The Department of Forestry, Fisheries and the Environment said it was concerned about the impact of a chemical fire at the UPL chemical plant in Cornubia, Durban, on air quality and marine ecosystems. The plant was torched during the unrest in KwaZulu-Natal last week.
"We are deeply concerned about the environmental impact on air quality as well as on the aquatic and marine ecosystems resulting from the fire incident," Forestry, Fisheries and the Environment Minister Barbara Creecy said.
The department has decided to deploy a team of specialists to KwaZulu-Natal after a request from the province's MEC for Economic Development, Tourism and Environmental Affairs Ravi Pillay.
"The team will support the ongoing efforts to address the pollution impacts resulting from the burning of the UPL warehouse, containing bulk supplies of herbicides, fungicides and pesticides," she said.
The team will arrive in KwaZulu-Natal on Thursday and will consist of experts with technical skills in a number of areas, such as aquatic systems, epidemiology (health risk assessment), enforcement, oceans and coasts.
The UPL chemical plant in Cornubia, Durban, which contained about 1 600 hazardous materials, was torched during the mass unrest last week.
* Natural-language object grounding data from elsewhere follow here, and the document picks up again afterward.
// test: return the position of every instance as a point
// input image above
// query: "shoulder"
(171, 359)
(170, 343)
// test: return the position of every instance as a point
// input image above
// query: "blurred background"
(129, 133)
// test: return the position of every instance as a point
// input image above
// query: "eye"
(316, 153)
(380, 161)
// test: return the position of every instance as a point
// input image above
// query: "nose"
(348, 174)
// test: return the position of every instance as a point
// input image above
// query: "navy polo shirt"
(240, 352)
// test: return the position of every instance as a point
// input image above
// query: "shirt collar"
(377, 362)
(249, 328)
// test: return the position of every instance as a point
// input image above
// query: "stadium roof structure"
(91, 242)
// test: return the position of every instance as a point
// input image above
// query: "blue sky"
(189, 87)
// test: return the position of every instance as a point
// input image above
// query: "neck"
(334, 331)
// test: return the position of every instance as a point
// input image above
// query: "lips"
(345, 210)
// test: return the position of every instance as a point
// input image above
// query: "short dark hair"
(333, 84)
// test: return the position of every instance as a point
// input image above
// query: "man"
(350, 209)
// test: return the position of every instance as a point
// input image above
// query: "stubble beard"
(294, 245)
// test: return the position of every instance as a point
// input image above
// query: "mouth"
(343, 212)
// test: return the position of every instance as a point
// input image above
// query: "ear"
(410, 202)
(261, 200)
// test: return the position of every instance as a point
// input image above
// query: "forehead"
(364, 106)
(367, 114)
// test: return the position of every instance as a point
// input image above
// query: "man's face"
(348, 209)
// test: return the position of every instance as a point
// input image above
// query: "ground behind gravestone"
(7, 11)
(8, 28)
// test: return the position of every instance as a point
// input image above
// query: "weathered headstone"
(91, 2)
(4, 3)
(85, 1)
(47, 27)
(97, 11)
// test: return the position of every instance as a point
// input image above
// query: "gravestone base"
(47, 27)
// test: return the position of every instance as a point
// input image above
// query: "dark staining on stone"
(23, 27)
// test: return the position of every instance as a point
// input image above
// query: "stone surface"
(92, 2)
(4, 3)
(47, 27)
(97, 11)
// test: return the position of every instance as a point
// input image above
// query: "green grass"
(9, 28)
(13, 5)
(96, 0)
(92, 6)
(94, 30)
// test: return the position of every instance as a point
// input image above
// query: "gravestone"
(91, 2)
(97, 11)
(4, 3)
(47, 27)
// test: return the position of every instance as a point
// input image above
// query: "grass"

The fire burnt for days, and concerns mounted over the impact on the environment and residents' health. The chemical plant is situated near the Umhlanga Lagoon and the Ohlanga River and feeds into the Indian Ocean.
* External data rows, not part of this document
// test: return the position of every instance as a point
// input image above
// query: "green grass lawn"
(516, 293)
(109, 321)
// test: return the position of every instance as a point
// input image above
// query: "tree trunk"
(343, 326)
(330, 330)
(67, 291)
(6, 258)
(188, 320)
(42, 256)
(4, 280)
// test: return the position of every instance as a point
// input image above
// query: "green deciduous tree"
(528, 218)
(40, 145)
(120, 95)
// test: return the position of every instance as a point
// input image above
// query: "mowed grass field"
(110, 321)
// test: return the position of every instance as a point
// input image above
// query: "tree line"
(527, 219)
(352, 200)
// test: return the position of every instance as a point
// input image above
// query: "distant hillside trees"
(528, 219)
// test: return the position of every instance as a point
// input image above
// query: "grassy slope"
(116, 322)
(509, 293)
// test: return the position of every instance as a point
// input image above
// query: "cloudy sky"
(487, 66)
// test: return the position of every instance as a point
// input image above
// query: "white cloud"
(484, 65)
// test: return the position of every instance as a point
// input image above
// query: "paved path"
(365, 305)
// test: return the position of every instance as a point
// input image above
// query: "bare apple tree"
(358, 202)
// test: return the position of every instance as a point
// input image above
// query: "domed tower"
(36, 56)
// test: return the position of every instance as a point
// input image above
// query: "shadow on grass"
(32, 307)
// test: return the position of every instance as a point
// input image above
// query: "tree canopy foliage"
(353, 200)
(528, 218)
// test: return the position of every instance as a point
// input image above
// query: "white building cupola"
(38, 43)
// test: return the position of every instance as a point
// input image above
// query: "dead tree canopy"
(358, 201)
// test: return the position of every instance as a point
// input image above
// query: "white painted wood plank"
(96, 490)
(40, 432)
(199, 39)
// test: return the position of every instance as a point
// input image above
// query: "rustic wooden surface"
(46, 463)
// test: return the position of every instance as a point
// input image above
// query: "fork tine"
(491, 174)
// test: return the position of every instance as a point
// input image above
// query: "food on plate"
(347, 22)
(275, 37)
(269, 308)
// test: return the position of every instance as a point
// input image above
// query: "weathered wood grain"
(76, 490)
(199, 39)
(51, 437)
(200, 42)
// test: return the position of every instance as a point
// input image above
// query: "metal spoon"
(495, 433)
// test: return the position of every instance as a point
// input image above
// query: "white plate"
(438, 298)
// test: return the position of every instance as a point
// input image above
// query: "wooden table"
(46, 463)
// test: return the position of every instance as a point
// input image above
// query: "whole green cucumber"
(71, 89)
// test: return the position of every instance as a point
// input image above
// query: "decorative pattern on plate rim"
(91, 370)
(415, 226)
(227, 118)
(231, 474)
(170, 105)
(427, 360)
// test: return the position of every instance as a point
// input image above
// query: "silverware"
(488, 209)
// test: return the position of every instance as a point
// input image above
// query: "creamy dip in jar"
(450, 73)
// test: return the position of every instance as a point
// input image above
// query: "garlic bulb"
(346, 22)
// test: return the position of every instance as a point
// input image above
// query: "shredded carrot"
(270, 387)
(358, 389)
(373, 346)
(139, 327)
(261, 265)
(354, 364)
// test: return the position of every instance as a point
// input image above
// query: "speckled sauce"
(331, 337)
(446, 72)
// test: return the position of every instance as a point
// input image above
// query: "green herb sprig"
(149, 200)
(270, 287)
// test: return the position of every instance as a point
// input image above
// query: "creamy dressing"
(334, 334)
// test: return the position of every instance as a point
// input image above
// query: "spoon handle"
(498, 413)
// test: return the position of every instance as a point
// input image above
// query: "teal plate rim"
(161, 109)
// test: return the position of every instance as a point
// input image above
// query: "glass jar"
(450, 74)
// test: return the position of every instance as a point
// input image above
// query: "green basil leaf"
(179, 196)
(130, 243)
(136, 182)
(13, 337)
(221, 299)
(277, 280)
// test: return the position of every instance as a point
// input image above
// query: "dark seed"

"The objective of this team will be to provide on-the-ground support and assistance to the KZN Economic Development, Tourism and Environmental Affairs Department and the eThekwini Municipality. The priority at this stage is to ensure that impacts are mitigated and that the containment measures are effective," Creecy said.
The company said in a statement: "UPL... consulted extensively with toxicologist Dr Gerhard Verdoorn. In his view, there is a minimal risk of any long-term effects to the health of people exposed to smoke from the warehouse. The situation is being closely monitored, and to date no cases of acute human toxicity have been reported."
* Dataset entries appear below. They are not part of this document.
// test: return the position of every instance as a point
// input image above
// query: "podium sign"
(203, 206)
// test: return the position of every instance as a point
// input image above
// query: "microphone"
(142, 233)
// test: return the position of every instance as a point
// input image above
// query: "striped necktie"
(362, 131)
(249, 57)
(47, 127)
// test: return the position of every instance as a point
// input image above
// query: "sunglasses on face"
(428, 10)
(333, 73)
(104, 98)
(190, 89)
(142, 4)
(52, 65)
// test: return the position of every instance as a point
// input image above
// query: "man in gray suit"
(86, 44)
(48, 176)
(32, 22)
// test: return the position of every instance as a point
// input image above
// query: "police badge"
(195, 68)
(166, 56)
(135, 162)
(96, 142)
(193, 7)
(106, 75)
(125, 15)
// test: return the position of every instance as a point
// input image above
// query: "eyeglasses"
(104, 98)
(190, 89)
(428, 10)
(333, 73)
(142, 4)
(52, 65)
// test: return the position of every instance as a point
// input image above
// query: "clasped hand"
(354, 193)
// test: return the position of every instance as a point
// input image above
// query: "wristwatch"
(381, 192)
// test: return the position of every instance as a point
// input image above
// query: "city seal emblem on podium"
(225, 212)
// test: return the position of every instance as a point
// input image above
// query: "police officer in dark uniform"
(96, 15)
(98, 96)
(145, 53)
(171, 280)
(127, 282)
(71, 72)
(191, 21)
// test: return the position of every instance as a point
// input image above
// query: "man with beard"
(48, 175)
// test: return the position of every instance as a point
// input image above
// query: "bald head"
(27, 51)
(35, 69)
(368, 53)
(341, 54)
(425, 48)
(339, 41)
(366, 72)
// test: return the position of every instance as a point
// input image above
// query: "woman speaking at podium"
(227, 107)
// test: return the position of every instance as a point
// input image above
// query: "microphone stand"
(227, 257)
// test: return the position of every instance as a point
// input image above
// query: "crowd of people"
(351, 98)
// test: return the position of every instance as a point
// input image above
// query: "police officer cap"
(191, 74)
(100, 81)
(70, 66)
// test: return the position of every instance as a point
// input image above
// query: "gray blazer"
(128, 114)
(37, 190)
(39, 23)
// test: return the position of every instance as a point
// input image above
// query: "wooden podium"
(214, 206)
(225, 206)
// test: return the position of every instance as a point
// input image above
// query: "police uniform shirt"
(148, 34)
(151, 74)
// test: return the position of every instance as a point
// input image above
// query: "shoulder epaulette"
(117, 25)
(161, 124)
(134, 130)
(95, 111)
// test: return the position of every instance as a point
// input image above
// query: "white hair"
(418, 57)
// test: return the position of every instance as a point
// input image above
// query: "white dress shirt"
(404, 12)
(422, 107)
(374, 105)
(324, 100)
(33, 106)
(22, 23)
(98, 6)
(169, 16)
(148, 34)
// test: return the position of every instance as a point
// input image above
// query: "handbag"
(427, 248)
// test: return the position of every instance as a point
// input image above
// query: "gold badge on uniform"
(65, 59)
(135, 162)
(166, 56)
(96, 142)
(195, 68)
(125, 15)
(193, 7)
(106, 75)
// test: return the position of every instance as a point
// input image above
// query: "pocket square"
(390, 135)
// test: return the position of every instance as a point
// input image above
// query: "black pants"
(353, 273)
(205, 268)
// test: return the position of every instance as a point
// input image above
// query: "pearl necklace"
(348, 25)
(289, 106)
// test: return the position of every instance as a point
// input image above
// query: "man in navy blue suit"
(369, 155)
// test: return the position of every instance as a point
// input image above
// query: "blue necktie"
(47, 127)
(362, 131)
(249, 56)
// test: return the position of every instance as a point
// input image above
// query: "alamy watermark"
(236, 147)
It said a number of the products were bio-stimulants and foliar feeds which are water-based, with micro-nutrients and some biological beneficial organisms, and do not represent a health concern.
"There were also fungicides and herbicides, most of which were probably destroyed by the extreme heat of the fire and in most cases can be expected to have burned out into the atmosphere. It is advisable, however, for people with asthmatic conditions and very young infants to avoid the immediate surroundings of the Cornubia warehouse," the company said.
It has also advised residents against approaching the warehouse area where the industrial cleaning team is working to clean up the site.
"Water and sediment samples are being taken from the beaches that have been closed as well as the Ohlanga River and Umhlanga Lagoon, and the public is advised to follow all guidance issued by the authorities in this regard," it said.